Where, as here, a scheduling order has been entered establishing a deadline for
expert designations, Federal Rule of Civil Procedure 16(b)(4) provides the standard
for requests to extend that deadline after it has expired. See E.E.O.C. v. Serv. Temps
Inc., 679 F.3d 323, 333-34 (5th Cir. 2012); Marathon Fin. Ins., Inc. v Ford Motor Co.,
591 F.3d 458, 470 (5th Cir. 2009); Fahim v. Marriott Hotel Servs., Inc., 551 F.3d 344,
348 (5th Cir. 2008). “Rule 16(b) provides that once a scheduling order has been
entered, it ‘may be modified only for good cause and with the judge’s consent.’”
Marathon, 591 F.3d at 470 (quoting FED. R. CIV. P. 16(b)). Rule 16(b) requires a
party “to show that the deadlines cannot reasonably be met despite the diligence of the
party needing the extension.” Id. (quoting S&W Enters., LLC v. Southtrust Bank of
Ala., NA, 315 F.3d 533, 535 (5th Cir. 2003)). To determine whether the moving party
has established good cause, the Court considers the following four factors:
the explanation for the failure to meet the deadline;
the importance of the expert designation;
potential prejudice in allowing the late designation; and
the availability of a continuance to cure such prejudice.

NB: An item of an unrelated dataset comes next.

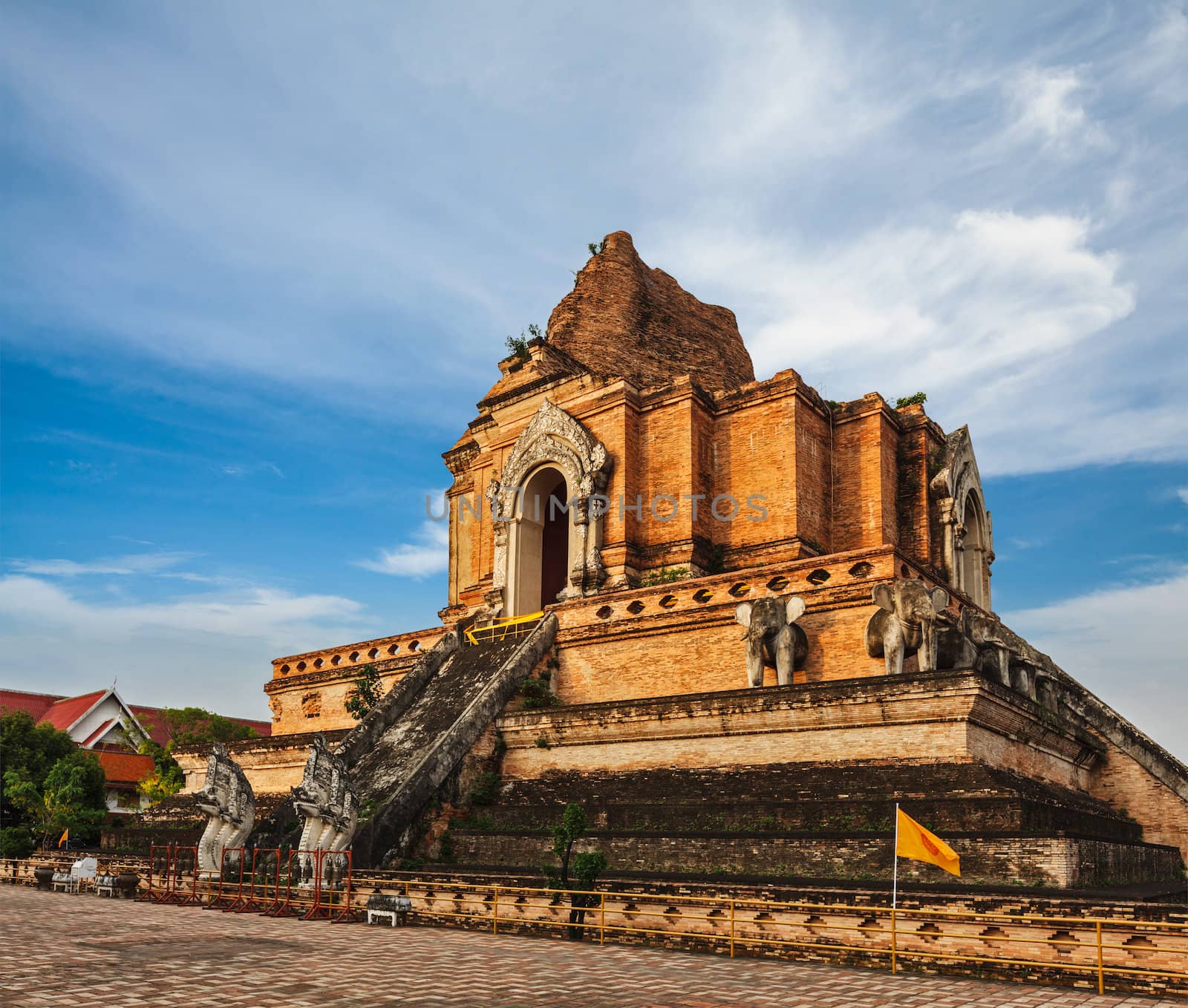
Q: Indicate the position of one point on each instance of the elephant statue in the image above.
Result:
(906, 624)
(772, 638)
(995, 649)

Id. (quoting Sw. Bell Tel. Co. v. City of El Paso, 346 F.3d 541, 546 (5th Cir. 2003));
see also Serv. Temp, 679 F.3d at 334.
In the Motion, Defendant states that he has newly-retained counsel, and that his
prior counsel failed to comply with the July 29, 2016 deadline. There is no
explanation offered for prior counsel’s failure to meet the deadline. Defendant states
summarily that the “issue of insolvency is a critical issue in this case” and that
Plaintiff will suffer no prejudice if the belated designation is allowed. See Motion,
Plaintiff in her Opposition notes that Defendant has failed to show that he could
not meet the July 29, 2016, deadline for solvency experts notwithstanding having
Plaintiff notes also that Defendant has not offered any
explanation for prior counsel’s failure to meet the July 29, 2016, deadline.

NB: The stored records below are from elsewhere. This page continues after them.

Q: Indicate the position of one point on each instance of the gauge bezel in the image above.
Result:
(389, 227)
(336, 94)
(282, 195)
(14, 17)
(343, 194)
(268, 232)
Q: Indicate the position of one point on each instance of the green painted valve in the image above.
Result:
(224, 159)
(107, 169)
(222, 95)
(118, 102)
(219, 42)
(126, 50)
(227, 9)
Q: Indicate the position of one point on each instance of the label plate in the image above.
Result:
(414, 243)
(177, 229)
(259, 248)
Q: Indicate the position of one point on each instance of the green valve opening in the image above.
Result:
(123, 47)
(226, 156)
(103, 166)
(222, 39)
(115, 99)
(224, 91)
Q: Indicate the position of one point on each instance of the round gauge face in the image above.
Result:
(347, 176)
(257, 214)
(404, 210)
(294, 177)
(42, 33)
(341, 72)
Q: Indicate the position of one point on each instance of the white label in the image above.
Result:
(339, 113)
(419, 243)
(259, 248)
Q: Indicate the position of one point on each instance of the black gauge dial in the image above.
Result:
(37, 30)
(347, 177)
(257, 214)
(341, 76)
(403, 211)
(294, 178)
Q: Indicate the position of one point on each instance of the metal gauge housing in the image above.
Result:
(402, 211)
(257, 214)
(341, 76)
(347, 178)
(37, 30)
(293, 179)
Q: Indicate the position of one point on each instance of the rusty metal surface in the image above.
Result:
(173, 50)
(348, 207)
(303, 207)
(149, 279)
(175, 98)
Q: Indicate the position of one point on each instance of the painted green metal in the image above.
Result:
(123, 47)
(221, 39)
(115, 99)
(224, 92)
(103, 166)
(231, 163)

Plaintiff suggests that the designation of an expert on the solvency issue is not
important for a number of reasons. It is the Plan Agent’s burden to prove insolvency.

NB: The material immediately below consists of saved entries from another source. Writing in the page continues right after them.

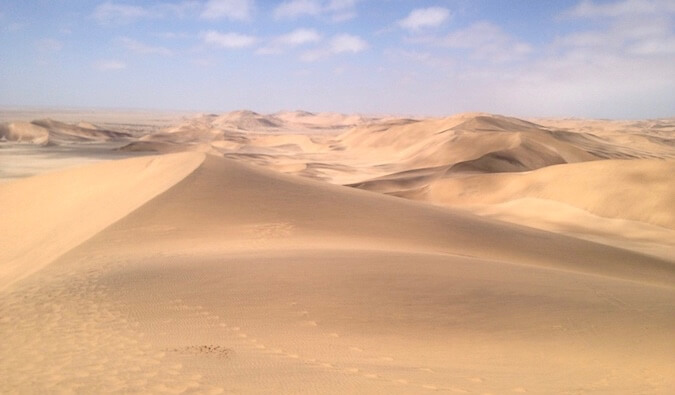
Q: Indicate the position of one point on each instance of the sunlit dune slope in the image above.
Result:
(46, 215)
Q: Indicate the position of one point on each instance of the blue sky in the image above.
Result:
(583, 58)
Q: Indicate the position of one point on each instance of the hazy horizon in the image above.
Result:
(589, 59)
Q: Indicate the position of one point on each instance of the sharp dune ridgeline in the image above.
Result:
(327, 253)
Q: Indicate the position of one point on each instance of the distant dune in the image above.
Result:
(264, 254)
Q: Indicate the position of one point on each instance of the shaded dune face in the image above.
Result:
(214, 272)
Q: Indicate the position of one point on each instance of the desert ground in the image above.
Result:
(324, 253)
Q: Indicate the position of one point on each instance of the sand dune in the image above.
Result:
(258, 282)
(211, 271)
(48, 131)
(24, 132)
(47, 215)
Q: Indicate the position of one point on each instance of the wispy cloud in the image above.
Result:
(240, 10)
(425, 18)
(487, 41)
(630, 27)
(108, 65)
(592, 9)
(296, 38)
(228, 40)
(110, 13)
(336, 10)
(295, 8)
(341, 43)
(141, 48)
(49, 45)
(114, 13)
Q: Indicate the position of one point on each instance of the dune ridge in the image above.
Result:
(47, 216)
(268, 257)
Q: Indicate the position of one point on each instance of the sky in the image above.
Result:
(564, 58)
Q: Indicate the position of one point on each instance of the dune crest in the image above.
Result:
(48, 215)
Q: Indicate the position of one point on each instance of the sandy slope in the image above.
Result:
(216, 276)
(47, 215)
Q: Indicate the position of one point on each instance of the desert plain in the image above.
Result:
(322, 253)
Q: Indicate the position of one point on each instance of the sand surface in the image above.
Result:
(325, 253)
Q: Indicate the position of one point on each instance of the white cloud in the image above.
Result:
(293, 39)
(487, 41)
(295, 8)
(591, 9)
(106, 65)
(341, 10)
(631, 28)
(341, 43)
(113, 13)
(228, 40)
(347, 43)
(336, 10)
(240, 10)
(110, 13)
(425, 18)
(139, 47)
(49, 45)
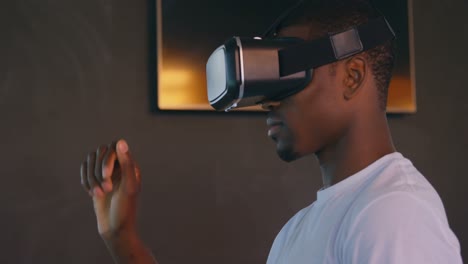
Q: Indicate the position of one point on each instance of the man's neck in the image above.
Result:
(364, 143)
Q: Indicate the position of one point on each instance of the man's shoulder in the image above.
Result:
(400, 181)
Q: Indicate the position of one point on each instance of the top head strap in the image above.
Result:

Indeed, none of the other Defendants in this case submitted expert reports on the
solvency issue. Additionally, the record indicates that DeGuerin admitted to the court
during Michael Brown’s divorce proceeding that Brown Medical Center, Inc.
(“BMC”) was, and had been since October 1, 2010, unable to pay its debts. As a
result, it is unclear from the record, and Defendant makes no effort to explain, why a
solvency expert is important in this case.
Plaintiff argues that she will suffer prejudice if the belated designation is
allowed because she previously agreed to an extension of another deadline in the case
based on DeGuerin’s express agreement not to seek an extension of the deadline for
designation of a solvency expert. Based on that agreement, DeGuerin filed an
unopposed motion for an extension of the “deadline for serving his expert disclosures
(other than on the issue of solvency).” See Unopposed Motion for Continuance [Doc.
# 59], p. 2. The Court granted the Unopposed Motion for Continuance and extended
to November 18, 2016, “DeGuerin’s deadline for serving his expert disclosures (other
than on the issue of solvency). . ..” See Order [Doc. # 60].
Plaintiff notes that the prejudice from DeGuerin having obtained Plaintiff’s
agreement to extending the non-solvency expert deadline cannot be cured by an
extension of the remaining deadlines in the case. Plaintiff argues also that any
extension will prejudice BMC’s creditors by further delaying payment of their claims.
Based on the foregoing, the Court finds that DeGuerin has failed to show that
he exercised diligence and yet was unable to meet the July 29, 2016, deadline for
designation of solvency experts. The Court finds also that DeGuerin has failed to
demonstrate good cause for the requested extension of the solvency expert deadline
as required by Rule 16 of the Federal Rules of Civil Procedure. Accordingly, it is
ORDERED that the Opposed Motion for Continuance [Doc. # 61] is DENIED.
SIGNED at Houston, Texas, this 22nd day of November, 2016.